La cabaña del tío Tom, VII
Hola a todas y todos, entramos ya en las últimas páginas del libro, esta es la penúltima semana de lectura y, para estos días, os propongo que leamos los capítulos XXIX a XXXVI, ambos incluidos, unas 80 páginas en mi edición (pp. 524-601).
Vamos al lío.
ESTA SEMANA
Como os podéis imaginar, tras la muerte de Agustine St. Clare las cosas van a cambiar mucho para Tom y el resto de personas esclavizadas de la casa. Topsy escapó por los pelos (gracias a la tenacidad de Ophelia), pero Tom y los demás hombres y mujeres se enfrentan a nuevos cambios en sus vidas.

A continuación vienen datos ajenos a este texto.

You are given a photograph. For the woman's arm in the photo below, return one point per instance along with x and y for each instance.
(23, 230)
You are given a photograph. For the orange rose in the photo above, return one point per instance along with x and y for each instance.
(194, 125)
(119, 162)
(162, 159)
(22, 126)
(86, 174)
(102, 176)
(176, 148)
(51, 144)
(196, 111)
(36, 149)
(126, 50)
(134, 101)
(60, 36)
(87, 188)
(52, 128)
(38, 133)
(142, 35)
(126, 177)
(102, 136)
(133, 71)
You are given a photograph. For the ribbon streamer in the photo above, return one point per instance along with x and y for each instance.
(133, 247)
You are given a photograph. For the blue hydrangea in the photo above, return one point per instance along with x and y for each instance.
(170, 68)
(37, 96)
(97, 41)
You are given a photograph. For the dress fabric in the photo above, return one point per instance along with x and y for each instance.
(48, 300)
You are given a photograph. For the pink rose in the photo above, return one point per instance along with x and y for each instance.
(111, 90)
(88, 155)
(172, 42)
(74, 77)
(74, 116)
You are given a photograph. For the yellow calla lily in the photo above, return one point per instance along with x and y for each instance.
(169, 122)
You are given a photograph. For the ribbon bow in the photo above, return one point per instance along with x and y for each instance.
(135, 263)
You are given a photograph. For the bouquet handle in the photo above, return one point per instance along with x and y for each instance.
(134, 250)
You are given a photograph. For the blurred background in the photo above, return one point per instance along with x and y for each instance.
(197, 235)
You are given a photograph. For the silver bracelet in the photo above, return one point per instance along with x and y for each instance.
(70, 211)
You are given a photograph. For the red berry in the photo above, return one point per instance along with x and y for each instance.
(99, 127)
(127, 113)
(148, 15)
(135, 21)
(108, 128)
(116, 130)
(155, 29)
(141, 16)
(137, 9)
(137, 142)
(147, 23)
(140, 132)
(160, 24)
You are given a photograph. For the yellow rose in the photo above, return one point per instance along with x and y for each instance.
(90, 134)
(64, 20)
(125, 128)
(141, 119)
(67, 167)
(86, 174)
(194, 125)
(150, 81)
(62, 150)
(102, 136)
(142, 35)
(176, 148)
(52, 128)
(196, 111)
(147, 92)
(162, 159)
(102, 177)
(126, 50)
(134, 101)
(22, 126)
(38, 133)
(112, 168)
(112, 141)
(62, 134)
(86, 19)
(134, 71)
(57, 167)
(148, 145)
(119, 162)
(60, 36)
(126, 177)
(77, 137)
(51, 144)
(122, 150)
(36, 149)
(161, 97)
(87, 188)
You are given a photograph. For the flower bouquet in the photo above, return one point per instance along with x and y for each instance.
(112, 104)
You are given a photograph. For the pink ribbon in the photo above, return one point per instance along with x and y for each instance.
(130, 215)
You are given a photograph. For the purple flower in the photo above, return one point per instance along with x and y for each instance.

Ha dejado la autora el momento más crudo para esta última parte del libro. En cualquier caso, tiene sentido: no habría sido una novela que buscara mostrar el desastre de la esclavitud si hurtara a su relato la parte más horrible. Ha llegado el momento del amo malvado y de las situaciones al límite. Hoy, quizás, acostumbrados a películas que muestran esto (en ocasiones de manera hiperrealista) tal vez no nos llame la atención, pero seguramente estos pasajes debieron resultar especialmente duros en su época. Porque una cosa es tener una vaga idea de la situación y las condiciones en las que malviven los esclavos y otra muy distinta es "verlo", que es lo que ocurre en estas páginas, que se nos muestra de manera descarnada a personas tratadas como bestias a las que hay que domesticar. Horrible.
Encontramos nuevos personajes y caracteres (como Sambo y Quimbo, como Em y Cassy, como Legree) y entre ellos brilla con luz propia Tom. El protagonista del libro ha hecho un viaje que, ahora lo sabemos, es casi como un viaje iniciático, y, reforzando el argumento que atraviesa todo el libro (del valor de ser buen cristiano), parece estar investido de un poder que le hace más fuerte que el resto. La verdad es que la entereza que muestra en los momentos que vamos a leer estos días es, sencillamente, brutal.
Al mismo tiempo, como os decía, conocemos a Emmeline (Em) y su madre, y a Cassy y su dolorosa historia. Fijaos, de nuevo mujeres contando las dramáticas historias de una vida esclavizada. Este libro es, sobre todo, una historia tejida por mujeres (y por mucho sufrimiento).
Otro perfil muy interesante es el de Sambo y el de Quimbo, y cómo ellos ejemplifican el mal moral al que puede llevar la esclavitud, ¿no os parece?
Os leo en los comentarios, pasad una estupenda semana de lectura.